First, the good news.
Payson schools picked up an extra 141 students this year — the first increase in years of steady decline. School officials say the roughly 5 percent increase could bring an additional $700,000 in state funding if enrollment doesn’t fall in the next 90 days.
And now the bad news.
The district’s suddenly bulging at the seams in some grade levels and doesn’t have enough teachers — which means class sizes will swell beyond more than 30 per classroom in many grades.
The Payson School Board received the news with a mixture of joy and anxiety at the Monday night meeting.
The board quickly authorized the district to hire three more teachers and a teacher’s aide to cope with the influx of students, although most teachers weeks ago accepted contracts throughout the state. If the district can find those teachers and aides, it would use about $241,000 of the projected $700,000 windfall from the rise in enrollment.
“It’s going to be a challenge to find quality teachers at this time of year,” especially in the light of a worsening, statewide teacher shortage, said Superintendent Stan Rentz. “We don’t want to just hire warm bodies — but I would like to see what’s out there.”
Even with those new teachers, class sizes in many cases will swell above the targeted ranges — in a state that already has on average the largest class sizes in the nation.
“I’m happy to see the big numbers,” said board president Barbara Underwood, “but I also want to make sure that we have everything we need.”
Administrators said they weren’t sure how to account for the increase, after years of decline. Some of the increase might reflect the closure of the small Shelby charter school in Christopher Creek. Some might stem from the return of some home-schooled students. But the rise most likely stems largely from the improving Rim Country economy.
The enrollment increase will affect every campus in the district. Payson Elementary School gained 46; Julia Randall Elementary gained 21; the middle school gained 24; and the high school gained 50.
Rentz proposed hiring one new teacher at each at JRE, RCMS and the high school. However, he recommended hiring a paraprofessional to help in all the classrooms at Payson Elementary School — partly because the campus doesn’t have room to add another classroom.
The surge in enrollment represents a sharp turnaround from the past several years, during which enrollment has fallen by 20 to 50 students almost every fall. The district now for the first time will benefit from the state’s shift to current-year funding, which means state payments to districts fluctuates with the enrollment. This benefits growing districts and charters, but has inflicted financial pain on districts with shrinking enrollment — like Payson has been for most of the past decade.
During the recession, the district locked itself into a system that requires students to move from one campus to another every couple of years when it sold Frontier Elementary School to the Payson Christian School. As a result, K-2 students are concentrated at PES, which has barely enough room for all three grade levels. This has forced the district to increase elementary class sizes, despite research showing students do much better in smaller classes at the elementary school level.
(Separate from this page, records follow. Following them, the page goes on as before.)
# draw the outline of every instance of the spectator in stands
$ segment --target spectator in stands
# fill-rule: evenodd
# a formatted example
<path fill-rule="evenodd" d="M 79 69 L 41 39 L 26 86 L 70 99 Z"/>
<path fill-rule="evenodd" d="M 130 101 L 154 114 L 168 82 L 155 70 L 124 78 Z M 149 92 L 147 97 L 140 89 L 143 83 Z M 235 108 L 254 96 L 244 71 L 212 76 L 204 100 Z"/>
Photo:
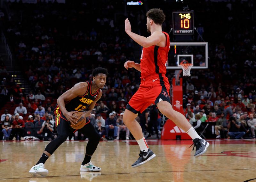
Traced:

Second-grade class sizes will likely grow to about 30, compared to 27 last year and a goal of about 24. Kindergarten class sizes will likely grow to about 22.
“We’re busting at the seams at PES,” said Principal Linda Scoville. “There’s hardly any room for any movement — but the teachers are doing a great job.”
The school is also dealing with the impact of an unusually large number of children with disabilities, many of whom must function in the now-larger class sizes. Administrators hope hiring a paraprofessional to help the teachers will cushion the impact.
Rim Country Middle School Principal Jennifer White commented, “We’d like to try to get a sixth-grade teacher to make classes smaller. We’ve got 35 and 36 per class.”
Middle school is a challenging transition for many students, especially for sixth-graders used to an elementary school setting when they have a single teacher all day long. Many studies show students can develop problems in middle school if they can’t make the shift to having four to six different teachers and so many new faces in class.
Underwood commented, “I just want to make sure if we need another aide or whatever to help, that we are asking for what we need here. I heard there are issues because we have so many kids.”